When most aspiring entrepreneurs decide to start a business, their ultimate goal is to make their venture a full-time job. Depending on where they are in their careers, achieving this goal may mean leaving behind a steady paycheck and employer benefits.

While you may be able to run a part-time business on the side for a while, eventually you'll have to decide if you want to continue on the "side hustle" path, or quit your day job to focus on growing your business. This decision requires much careful thought and consideration, because it's hard to go back once you've decided to take that leap.  

Nir Polak and John Donnelly are two entrepreneurs who decided to leave their corporate careers and pursue startups full time. They advised asking yourself the following questions before submitting your resignation. [MORE: How 9 Entrepreneurs Knew It Was Time to Quit]

Where is your startup going?

Before you leave your job for a startup, it's important to make sure you know the full potential of the new business venture. Donnelly, chief revenue officer of event planning software provider Attend.com, said it all comes down to whether the startup is developing a "nice-to-have" product or service, or a "must-have."

"You need to do as much personal diligence as you can and have a vision for where the startup is headed," Donnelly told Business News Daily. "You have to look at the true market opportunity. Is the problem you solve a must-have or not? Are the investors truly realistic in terms of expectations? Does the company have a chance to grow to $100 million?"

Are you too afraid of failure?

Any startup could fail, but how afraid are you of failing? Fear can be your biggest liability as an entrepreneur, so you must be sure this fear won't control you if you leave your job, said Polak, co-founder of big data security analytics firm Exabeam.

"You can only allow yourself a small margin of fear when starting your own company," Polak said. "But it's also an important motivator to push yourself to be better. Everyone is afraid of failure, but I don't allow myself or my team to give up. You learn from your mistakes along the way and push on."

Is the risk worth the reward?

There's no such thing as a sure bet in the world of startups. There's always going to be risk involved, and if that risk isn't worth it for you, you may want to consider keeping your day job for a while.

"The typical thing people say about this type of change is, 'high risk and high reward,'" Donnelly said. "That phrase goes hand in hand with a startup. You have to assess your risks very carefully, and in the end, take that risk if you have the stomach for it. If you believe you can come into the company and make a real difference and create value across the business, then it's the place for you."

Is the timing right?

As you're weighing the pros and cons of quitting your job, don't forget to take timing into consideration. If you leave corporate life before your startup is truly ready, you'll likely end up failing.

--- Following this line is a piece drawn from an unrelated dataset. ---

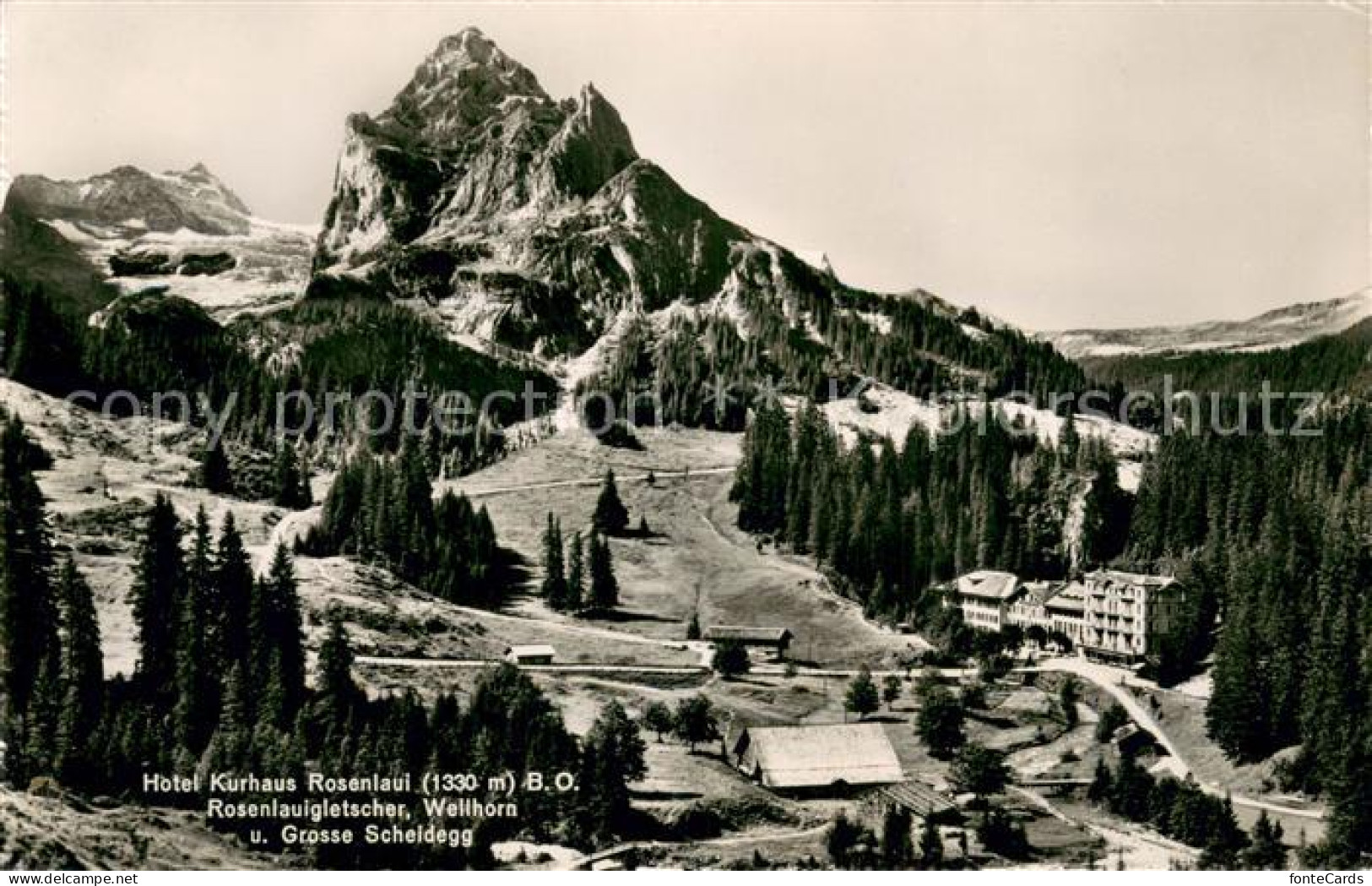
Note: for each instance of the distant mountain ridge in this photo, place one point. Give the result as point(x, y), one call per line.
point(1280, 328)
point(529, 222)
point(129, 231)
point(127, 197)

"Don't rush into building the next big thing or try to become the next Zuckerberg," Polak said. "It's very easy to be too early to market, and if it is not the right time in the industry to launch, your great idea will be lost. Take the time to really learn the market and decide if your solution is something that potential customers will be interested in using. The most valuable thing you can do for a new company is to bring it into an environment that will nurture it. This isn't just the marketplace, but the employees you hire, and friends and family that will support you."

If you do think it's time for your startup to go to market, be sure you have enough money saved up to support yourself during the initial launch period. Most important, Polak said, when you're ready to take the plunge, do it with the same passion that led you to leave your job in the first place.